On 04.11.24 15:11, Petr Vaněk wrote:
I would like to report a regression in XFS introduced in kerenel v6.6 in
commit 5d8edfb900d5 ("iomap: Copy larger chunks from userspace"). On a
system running under Xen, when a process creates a file on an XFS file
system and writes exactly 2MB or more in a single write syscall,
accessing memory through mmap on that file causes the process to hang,
while dmesg is flooded with page fault warnings:
[...]
[ 62.406493] </TASK>
As shown in the log above, the issue persists in kernel 6.6.59. However,
it was recently resolved in commit 2b0f922323cc ("mm: don't install PMD
mappings when THPs are disabled by the hw/process/vma").

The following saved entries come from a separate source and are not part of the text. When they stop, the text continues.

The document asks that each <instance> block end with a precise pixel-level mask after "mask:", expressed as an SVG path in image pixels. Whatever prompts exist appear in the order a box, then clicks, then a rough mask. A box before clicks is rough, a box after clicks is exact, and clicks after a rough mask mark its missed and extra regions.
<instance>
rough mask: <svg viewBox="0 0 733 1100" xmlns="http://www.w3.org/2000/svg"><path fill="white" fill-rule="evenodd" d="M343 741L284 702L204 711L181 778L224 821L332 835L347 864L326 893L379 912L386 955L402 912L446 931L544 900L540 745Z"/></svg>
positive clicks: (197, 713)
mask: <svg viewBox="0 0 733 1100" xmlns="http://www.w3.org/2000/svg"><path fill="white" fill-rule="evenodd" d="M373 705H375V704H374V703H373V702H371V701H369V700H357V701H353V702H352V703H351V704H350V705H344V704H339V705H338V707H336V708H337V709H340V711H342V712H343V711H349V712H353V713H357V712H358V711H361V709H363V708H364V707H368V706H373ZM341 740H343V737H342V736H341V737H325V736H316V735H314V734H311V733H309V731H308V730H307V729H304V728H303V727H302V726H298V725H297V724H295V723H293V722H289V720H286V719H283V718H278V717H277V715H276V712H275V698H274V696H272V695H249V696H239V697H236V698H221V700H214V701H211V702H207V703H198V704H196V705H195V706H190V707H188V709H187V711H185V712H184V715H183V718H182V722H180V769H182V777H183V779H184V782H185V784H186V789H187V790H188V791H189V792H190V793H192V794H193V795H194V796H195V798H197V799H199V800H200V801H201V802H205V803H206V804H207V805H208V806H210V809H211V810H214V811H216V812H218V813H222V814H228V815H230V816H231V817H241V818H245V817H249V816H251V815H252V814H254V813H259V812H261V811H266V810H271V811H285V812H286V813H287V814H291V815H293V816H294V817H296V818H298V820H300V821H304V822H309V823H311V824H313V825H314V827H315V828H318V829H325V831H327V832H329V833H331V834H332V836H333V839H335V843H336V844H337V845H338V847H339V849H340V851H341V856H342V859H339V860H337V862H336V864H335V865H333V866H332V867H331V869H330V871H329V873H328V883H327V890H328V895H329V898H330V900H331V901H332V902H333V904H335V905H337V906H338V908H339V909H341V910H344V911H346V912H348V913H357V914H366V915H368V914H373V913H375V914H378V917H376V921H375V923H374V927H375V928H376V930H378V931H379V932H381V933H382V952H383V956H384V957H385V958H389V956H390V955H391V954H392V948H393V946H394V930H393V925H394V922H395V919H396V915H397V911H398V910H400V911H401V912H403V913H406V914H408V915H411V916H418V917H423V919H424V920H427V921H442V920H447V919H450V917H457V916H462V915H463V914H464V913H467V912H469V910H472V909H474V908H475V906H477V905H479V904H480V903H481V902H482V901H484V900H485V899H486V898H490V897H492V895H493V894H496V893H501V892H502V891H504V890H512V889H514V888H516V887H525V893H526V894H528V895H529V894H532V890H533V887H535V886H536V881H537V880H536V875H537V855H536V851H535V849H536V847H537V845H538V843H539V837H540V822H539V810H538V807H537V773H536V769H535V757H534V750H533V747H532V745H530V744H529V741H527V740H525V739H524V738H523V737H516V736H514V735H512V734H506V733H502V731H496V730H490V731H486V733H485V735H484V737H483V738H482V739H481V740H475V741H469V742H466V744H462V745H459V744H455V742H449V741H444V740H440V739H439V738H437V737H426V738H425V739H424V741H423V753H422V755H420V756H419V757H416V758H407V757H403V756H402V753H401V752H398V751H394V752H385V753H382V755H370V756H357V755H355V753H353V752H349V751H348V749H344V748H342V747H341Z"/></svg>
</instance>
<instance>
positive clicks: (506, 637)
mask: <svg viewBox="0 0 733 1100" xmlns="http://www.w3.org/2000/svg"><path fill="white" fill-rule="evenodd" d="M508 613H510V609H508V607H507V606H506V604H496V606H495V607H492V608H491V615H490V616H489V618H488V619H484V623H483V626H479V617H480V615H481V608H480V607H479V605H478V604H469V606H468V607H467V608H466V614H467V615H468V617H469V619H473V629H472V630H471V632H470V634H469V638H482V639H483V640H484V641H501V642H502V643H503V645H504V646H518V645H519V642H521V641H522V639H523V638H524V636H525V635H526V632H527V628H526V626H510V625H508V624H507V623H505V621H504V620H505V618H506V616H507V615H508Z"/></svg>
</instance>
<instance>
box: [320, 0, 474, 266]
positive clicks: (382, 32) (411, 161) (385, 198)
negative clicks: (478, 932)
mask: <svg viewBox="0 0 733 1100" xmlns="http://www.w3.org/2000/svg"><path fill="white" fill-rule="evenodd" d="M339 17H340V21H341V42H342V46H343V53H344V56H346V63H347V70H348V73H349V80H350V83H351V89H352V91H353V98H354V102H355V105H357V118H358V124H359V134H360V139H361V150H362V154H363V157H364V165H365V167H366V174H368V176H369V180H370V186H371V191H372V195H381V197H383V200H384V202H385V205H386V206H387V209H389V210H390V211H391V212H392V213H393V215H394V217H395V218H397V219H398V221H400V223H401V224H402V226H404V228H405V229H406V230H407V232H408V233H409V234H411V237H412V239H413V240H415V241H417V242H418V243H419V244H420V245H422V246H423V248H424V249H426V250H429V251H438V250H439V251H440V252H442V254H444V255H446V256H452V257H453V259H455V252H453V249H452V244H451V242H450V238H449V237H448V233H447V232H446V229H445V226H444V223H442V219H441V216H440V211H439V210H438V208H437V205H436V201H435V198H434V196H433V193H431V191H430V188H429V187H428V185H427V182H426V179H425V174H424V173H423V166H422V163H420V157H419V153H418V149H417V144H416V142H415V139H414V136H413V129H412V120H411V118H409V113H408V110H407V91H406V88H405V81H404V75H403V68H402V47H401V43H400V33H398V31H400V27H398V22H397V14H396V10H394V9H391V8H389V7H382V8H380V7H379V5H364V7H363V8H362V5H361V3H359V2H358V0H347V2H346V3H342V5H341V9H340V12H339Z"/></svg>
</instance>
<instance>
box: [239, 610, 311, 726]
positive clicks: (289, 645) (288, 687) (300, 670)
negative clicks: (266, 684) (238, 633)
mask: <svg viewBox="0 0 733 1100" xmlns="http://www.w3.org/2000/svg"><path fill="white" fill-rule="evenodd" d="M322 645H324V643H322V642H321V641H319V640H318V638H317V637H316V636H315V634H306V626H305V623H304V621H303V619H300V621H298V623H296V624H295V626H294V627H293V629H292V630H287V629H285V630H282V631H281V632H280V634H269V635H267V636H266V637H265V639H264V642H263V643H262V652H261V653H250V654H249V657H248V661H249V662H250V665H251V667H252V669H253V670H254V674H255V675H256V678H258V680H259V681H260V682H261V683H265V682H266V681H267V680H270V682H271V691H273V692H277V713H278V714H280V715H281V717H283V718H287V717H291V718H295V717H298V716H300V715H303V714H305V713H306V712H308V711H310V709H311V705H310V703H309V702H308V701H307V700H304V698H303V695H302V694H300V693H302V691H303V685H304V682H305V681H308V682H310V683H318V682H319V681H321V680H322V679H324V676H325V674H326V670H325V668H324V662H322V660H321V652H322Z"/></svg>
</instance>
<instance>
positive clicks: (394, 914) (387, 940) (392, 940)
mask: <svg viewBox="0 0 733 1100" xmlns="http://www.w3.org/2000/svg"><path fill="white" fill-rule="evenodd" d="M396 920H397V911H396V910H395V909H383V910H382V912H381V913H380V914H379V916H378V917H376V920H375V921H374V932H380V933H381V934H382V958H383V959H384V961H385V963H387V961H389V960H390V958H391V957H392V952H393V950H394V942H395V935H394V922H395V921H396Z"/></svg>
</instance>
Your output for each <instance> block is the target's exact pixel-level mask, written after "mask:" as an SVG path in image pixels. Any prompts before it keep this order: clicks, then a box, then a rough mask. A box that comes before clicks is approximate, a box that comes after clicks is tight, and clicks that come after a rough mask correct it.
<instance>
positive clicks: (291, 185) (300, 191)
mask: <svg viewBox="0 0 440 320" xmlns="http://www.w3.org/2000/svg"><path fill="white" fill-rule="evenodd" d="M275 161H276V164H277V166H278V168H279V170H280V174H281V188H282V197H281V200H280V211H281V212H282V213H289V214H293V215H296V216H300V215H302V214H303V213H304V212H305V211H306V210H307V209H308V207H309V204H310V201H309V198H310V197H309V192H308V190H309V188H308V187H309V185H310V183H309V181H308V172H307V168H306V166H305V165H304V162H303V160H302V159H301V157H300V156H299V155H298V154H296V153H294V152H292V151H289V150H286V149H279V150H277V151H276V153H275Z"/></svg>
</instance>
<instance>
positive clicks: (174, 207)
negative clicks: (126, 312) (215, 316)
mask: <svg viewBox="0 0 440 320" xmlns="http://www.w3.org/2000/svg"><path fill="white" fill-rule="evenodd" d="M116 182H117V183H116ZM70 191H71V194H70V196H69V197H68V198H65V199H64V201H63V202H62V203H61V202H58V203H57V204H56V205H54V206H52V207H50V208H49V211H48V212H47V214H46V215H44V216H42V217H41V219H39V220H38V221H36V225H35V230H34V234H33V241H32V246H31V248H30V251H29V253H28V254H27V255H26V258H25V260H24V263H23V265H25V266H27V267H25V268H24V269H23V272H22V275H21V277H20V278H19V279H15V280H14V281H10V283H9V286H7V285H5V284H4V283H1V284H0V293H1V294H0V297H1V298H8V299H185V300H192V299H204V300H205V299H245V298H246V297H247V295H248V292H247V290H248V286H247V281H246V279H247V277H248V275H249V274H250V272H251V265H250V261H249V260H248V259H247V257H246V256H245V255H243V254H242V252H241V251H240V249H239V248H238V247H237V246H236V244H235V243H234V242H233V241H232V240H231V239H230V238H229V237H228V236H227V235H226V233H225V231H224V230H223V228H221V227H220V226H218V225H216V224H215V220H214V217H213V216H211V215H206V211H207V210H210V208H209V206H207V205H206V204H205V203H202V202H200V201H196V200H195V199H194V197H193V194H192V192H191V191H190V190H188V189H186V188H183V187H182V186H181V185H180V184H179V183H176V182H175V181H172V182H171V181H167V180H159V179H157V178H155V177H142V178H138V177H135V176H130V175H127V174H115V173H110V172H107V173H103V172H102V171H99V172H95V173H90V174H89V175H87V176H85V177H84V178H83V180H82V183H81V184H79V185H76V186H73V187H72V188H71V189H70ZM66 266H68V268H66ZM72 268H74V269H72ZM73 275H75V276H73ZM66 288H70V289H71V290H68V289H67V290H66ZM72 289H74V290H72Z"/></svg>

The fix was
backported to 6.11. Would it make sense to backport it to 6.6 as well?
I was speculating about this in the patch description:
"Is it also a problem when the HW disabled THP using
TRANSPARENT_HUGEPAGE_UNSUPPORTED? At least on x86 this would be the
case without X86_FEATURE_PSE."
I assume we have a HW, where has_transparent_hugepage() == false, so
likely x86-64 without X86_FEATURE_PSE.
QEMU/KVM should be supporting X86_FEATURE_PSE, but maybe XEN does not
for its (PC?) guests? If I understood your setup correctly :)
At least years ago, this feature was not available in XEN PV guests [1].
Note that I already sent a backport [2], I should probably ping at this
point.
[1]
https://lore.kernel.org/all/57188ED802000078000E431C@xxxxxxxxxxxxxxxxxxxxxxx/
[2] https://lkml.kernel.org/r/20241022090952.4101444-1-david@xxxxxxxxxx
I encountered this issue while updating a Gentoo VM with an XFS
filesystem running under Xen. During a final stage of glibc update,
files were copied to the live system, but when locale-gen started, it
hung. I couldn't open a new shell, as it attempted to mmap an
LC_COLLATE-related file, resulting in the same page faults as reported
above.
Yes, looks like something is not happy about the PMD mapping that we
installed.
--
Cheers,
David / dhildenb